As a medical malpractice lawyer, one of the most common scenarios that I am asked about involves infection after a surgical procedure. There are a number of considerations that must be undertaken in order to determine whether a patient has a legitimate claim for medical malpractice or hospital negligence arising out of a postoperative infection.
First, it is important to understand that medical malpractice, also called medical negligence, requires proof of 3 different elements. The first element is negligence. Proof of negligence requires evidence that a physician, nurse or other hospital employee did something wrong or inappropriate to cause an infection. The second element is called “proximate cause.” Proximate cause means that the act of negligence led to some type of harm.

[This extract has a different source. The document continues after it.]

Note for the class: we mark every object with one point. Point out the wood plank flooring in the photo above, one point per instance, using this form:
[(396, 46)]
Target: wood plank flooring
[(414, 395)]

Finally, damages must be proven. In the context of medical negligence, damages include loss of wages, medical bills incurred and pain-and-suffering. However, most medical malpractice lawyers will tell you that damages have to be sufficient in order in order to warrant the time, expense and risk associated with medical malpractice litigation. In these cases, the defendants win at trial far more often than they lose. For this reason, they are willing to aggressively defend these claims. This leads to expensive litigation. A medical malpractice lawyer may advance $25,000 to $200,000 in case expenses in order to pursue a medical malpractice action from inception through trial. In addition, the lawyer will spend his or her valuable time, which may have a market equivalent of $30,000 to $75,000. Therefore, in order to pursue a medical malpractice case, the damages must clearly exceed several hundred thousand dollars in order to make the claim economically viable.
To prove that a health care provider negligently caused an infection, you would have to show that the doctor, nurse or other health care worker violated the hospital’s infection control measures or other sterile techniques. This is generally impossible. For example, how would you ever know that someone failed to wash their hands? The mere occurrence of an infection is covered by the informed consent process. At the outset of a surgical procedure, you will be asked to sign an informed consent form which states that you have been informed of all risks of the procedure. Clearly, infection is a risk of every surgical procedure. So, the mere fact that an infection occurred does not prove negligence.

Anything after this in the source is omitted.